API Gateway Rate Limiting Patterns: Protect Your Services at the Edge
API Gateway Rate Limiting Patterns#
Every public API will be abused. Bots, scrapers, misbehaving clients, and accidental infinite loops will hammer your endpoints. Rate limiting at the API gateway is your first line of defense — it protects backend services before traffic even reaches them.
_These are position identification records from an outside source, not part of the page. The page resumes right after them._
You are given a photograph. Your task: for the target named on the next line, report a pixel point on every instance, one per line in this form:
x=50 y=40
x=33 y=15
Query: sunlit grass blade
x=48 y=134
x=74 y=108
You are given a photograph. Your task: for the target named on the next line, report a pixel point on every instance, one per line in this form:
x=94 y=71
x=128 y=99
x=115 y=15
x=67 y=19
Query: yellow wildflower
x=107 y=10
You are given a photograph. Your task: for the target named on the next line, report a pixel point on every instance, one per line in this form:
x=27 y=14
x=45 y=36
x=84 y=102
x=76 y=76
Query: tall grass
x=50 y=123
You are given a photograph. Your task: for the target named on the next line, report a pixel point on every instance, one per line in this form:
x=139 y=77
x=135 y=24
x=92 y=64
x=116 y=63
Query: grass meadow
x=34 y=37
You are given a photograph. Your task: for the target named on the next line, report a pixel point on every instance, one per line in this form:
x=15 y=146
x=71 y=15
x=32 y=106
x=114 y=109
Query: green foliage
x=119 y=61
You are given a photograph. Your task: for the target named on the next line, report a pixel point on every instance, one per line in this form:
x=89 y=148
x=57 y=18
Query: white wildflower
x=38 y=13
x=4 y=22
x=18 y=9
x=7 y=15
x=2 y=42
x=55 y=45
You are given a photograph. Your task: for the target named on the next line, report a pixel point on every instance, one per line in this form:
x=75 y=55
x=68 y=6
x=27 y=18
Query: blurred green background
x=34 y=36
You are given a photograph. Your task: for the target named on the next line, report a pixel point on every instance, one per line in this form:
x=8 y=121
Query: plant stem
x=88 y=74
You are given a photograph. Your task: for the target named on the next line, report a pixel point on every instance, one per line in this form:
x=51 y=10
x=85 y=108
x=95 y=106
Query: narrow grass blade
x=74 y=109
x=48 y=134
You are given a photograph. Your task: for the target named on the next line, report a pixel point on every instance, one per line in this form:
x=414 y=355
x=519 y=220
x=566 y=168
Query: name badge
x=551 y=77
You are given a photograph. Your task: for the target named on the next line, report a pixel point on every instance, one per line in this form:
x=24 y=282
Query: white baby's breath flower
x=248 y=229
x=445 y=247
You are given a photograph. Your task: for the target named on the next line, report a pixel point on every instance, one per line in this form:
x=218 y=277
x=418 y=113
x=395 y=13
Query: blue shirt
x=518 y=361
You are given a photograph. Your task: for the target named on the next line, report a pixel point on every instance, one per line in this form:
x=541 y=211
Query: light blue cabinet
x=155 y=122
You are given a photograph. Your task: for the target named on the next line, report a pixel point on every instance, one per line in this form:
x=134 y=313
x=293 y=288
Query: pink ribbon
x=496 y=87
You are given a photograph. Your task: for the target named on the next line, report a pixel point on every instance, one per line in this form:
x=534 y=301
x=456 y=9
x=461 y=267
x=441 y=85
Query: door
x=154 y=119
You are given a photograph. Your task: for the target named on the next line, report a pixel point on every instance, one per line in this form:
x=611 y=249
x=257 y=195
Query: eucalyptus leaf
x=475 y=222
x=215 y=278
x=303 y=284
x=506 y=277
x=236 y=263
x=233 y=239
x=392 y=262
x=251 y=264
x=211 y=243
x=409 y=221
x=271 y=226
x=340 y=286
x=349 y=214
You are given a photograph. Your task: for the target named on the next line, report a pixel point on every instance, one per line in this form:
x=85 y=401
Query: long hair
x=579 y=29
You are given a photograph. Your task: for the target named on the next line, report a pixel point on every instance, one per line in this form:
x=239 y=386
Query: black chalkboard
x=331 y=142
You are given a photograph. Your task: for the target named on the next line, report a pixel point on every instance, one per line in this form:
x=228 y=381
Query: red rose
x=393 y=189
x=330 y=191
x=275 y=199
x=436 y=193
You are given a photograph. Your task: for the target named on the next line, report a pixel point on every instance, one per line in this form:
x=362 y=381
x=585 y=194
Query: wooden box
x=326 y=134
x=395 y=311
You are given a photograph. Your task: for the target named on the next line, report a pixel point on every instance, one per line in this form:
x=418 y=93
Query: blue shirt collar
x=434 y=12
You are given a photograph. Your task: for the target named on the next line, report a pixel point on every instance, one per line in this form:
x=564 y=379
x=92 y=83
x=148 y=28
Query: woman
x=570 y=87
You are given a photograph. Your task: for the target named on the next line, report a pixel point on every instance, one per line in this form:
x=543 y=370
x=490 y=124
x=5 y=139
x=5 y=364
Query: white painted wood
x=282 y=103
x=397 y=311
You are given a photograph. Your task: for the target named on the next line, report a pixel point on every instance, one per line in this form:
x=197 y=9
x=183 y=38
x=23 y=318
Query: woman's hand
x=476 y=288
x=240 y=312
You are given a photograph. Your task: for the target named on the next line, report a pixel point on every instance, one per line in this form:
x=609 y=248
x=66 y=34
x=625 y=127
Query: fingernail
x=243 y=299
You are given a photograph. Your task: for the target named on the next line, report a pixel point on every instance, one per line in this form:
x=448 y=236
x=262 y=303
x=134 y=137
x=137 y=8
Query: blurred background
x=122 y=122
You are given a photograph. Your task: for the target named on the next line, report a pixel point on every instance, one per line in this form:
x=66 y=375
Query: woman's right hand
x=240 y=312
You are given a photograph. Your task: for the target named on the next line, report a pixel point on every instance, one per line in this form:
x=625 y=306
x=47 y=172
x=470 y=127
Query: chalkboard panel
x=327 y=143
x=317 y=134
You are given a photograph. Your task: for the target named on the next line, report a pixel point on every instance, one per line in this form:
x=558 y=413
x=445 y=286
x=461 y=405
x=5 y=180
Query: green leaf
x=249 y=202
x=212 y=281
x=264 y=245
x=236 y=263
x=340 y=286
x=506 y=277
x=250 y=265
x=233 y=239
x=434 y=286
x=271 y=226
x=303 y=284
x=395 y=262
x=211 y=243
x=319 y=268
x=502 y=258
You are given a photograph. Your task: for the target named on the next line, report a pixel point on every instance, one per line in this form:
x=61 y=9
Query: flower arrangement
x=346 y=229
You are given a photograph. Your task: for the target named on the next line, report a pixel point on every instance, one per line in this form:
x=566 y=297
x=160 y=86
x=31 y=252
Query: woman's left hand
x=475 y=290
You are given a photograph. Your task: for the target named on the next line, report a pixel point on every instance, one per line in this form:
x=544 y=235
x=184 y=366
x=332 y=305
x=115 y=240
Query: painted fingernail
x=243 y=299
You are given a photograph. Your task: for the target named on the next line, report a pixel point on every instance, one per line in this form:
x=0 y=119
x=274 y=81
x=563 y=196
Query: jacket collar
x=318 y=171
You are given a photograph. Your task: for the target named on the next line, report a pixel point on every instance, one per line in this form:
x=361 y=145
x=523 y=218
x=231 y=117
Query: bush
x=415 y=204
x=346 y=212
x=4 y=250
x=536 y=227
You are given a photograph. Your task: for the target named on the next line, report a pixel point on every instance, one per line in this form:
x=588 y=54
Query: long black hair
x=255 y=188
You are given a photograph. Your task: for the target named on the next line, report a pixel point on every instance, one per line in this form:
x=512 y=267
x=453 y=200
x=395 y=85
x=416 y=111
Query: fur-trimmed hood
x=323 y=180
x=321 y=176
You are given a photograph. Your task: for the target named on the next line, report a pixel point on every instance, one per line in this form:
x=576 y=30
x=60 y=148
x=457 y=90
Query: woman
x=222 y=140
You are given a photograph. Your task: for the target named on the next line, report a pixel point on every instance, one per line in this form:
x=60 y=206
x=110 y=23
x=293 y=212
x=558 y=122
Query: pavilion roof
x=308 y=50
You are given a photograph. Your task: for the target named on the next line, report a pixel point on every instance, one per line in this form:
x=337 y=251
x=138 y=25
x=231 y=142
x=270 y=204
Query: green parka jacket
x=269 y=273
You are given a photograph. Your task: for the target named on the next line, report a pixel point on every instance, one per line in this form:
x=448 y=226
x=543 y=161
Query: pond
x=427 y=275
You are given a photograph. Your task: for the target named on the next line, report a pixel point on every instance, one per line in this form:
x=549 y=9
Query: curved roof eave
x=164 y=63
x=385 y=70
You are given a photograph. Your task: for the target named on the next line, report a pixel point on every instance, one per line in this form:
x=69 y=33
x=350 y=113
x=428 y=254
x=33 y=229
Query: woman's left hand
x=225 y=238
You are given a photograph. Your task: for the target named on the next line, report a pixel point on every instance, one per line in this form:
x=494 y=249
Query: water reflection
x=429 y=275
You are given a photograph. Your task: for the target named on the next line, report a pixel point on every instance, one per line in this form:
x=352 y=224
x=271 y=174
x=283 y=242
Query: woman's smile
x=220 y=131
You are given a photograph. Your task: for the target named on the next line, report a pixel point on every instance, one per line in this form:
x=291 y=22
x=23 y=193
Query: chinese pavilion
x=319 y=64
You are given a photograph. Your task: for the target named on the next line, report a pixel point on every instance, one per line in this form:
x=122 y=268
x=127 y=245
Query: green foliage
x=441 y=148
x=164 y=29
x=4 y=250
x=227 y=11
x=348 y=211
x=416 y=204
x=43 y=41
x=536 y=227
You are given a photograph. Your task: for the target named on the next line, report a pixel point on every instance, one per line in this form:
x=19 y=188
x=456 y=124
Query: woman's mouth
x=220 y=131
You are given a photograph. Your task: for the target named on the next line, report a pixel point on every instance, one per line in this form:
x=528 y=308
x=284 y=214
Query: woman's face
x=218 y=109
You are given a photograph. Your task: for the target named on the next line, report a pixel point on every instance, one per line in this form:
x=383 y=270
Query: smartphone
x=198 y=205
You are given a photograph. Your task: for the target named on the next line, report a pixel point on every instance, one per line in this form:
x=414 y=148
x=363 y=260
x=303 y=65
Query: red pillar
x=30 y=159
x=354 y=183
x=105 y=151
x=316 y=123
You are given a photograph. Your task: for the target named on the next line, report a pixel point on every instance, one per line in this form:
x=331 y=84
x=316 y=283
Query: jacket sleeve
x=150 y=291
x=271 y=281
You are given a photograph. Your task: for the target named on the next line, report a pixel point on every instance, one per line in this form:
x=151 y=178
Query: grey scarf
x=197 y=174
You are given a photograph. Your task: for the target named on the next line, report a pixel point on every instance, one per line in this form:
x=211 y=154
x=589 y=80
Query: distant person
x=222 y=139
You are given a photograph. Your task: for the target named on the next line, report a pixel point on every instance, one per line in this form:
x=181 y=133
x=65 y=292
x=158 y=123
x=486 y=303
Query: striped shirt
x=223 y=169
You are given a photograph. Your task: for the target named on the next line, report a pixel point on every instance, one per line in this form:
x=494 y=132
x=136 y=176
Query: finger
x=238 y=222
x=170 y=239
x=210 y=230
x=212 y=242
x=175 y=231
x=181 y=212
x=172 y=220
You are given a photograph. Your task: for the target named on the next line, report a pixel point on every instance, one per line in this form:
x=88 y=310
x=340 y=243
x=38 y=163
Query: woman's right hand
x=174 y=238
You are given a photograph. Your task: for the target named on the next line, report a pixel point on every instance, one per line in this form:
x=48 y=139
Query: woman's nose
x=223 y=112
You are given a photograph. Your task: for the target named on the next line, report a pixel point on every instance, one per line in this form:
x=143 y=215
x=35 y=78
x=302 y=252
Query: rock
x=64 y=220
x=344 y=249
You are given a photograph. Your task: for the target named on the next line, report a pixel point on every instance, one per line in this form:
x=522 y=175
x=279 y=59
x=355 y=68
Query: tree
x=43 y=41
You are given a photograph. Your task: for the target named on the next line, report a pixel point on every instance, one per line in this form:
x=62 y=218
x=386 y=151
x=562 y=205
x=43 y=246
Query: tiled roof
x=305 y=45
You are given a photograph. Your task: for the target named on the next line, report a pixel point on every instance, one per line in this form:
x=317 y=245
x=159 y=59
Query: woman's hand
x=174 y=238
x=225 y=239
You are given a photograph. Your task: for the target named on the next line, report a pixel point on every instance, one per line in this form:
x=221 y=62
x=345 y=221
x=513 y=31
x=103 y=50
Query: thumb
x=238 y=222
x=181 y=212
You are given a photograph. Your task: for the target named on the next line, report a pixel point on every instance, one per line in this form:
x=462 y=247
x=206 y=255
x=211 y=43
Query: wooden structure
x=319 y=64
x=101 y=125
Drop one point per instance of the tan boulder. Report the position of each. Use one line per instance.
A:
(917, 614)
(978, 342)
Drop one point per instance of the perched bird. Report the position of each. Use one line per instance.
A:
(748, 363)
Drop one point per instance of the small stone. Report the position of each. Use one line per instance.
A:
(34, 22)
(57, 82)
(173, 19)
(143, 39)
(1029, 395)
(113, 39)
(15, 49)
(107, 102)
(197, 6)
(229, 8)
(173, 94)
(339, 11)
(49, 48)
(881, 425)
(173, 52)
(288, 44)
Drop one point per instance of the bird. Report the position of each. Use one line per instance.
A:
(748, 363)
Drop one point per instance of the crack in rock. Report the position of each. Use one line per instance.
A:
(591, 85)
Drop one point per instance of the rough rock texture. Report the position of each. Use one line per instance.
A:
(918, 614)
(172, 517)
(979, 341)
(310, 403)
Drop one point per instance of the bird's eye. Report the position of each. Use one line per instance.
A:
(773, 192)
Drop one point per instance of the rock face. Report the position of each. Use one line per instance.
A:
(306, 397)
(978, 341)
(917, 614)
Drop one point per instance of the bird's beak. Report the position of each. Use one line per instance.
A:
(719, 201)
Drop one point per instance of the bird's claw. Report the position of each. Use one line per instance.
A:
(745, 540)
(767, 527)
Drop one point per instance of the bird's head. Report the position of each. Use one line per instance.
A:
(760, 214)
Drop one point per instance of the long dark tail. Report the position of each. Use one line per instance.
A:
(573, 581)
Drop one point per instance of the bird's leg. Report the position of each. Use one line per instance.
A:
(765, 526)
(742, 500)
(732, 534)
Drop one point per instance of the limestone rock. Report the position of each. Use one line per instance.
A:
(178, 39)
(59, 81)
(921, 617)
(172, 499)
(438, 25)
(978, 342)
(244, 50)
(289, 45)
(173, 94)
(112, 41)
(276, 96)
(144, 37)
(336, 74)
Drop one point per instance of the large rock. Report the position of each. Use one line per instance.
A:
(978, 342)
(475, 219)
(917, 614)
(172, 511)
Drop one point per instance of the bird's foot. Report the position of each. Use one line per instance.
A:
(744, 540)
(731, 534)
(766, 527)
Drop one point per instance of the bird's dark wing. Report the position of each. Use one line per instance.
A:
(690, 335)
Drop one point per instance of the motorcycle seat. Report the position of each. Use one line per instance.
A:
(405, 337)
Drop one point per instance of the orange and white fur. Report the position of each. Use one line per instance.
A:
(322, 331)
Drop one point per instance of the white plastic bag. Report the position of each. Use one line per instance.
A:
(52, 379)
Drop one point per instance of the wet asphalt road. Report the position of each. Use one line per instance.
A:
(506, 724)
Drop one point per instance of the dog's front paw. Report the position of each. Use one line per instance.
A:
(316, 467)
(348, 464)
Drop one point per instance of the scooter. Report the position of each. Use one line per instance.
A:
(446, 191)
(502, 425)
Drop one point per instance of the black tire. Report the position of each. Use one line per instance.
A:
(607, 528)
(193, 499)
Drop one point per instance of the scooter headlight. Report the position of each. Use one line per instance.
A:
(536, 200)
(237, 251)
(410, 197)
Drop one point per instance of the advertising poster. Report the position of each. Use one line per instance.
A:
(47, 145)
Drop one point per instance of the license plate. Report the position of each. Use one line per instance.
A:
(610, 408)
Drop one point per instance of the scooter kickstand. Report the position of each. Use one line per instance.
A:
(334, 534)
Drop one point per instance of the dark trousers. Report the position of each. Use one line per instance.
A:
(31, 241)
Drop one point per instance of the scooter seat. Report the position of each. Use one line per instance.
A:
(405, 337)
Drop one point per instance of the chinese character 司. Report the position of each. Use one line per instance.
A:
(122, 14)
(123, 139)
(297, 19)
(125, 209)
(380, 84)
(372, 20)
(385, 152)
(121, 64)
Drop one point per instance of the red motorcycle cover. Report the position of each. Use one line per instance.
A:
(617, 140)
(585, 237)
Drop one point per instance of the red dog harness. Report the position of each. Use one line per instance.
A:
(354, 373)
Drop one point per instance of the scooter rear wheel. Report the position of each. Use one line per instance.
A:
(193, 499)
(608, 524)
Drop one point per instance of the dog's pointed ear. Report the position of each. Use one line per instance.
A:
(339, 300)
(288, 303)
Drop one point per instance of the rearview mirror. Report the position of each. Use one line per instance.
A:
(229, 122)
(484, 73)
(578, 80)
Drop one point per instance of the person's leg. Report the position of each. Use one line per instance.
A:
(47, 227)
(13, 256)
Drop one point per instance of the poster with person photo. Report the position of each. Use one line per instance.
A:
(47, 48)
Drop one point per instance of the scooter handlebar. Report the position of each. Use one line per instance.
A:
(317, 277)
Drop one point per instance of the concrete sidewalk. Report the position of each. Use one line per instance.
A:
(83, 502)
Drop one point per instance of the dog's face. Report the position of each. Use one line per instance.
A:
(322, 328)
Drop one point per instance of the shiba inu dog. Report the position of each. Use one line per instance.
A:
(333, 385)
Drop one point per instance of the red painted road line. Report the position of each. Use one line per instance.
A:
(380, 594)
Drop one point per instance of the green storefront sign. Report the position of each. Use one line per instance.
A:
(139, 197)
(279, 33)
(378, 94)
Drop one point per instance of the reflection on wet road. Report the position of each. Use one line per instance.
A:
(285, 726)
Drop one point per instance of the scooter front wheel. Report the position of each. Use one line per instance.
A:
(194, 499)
Why Rate Limit at the Gateway#
Rate limiting can happen at multiple layers. The gateway is the best first choice:
Client --> API Gateway (rate limit here) --> Backend Service
Benefits of gateway-level limiting:
- Rejects bad traffic before it consumes backend resources
- Centralized policy — one place to configure, not per-service
- Consistent behavior across all endpoints
- No code changes in backend services
Rate Limiting Strategies#
Per-Client Limiting#
The most common pattern. Each client (identified by API key, user ID, or IP) gets a quota:
Client A: 1000 requests / minute
Client B: 1000 requests / minute
Clients are isolated. One misbehaving client cannot exhaust capacity for others.
Identification methods:
- API key (most reliable)
- OAuth token / JWT subject claim
- IP address (unreliable behind NAT/proxies)
- Custom header (X-Client-ID)
Per-Endpoint Limiting#
Different endpoints have different costs. A search query is more expensive than a health check:
GET /api/health --> 10,000 req/min (cheap)
GET /api/search --> 100 req/min (expensive)
POST /api/export --> 10 req/min (very expensive)
GET /api/users/:id --> 2,000 req/min (moderate)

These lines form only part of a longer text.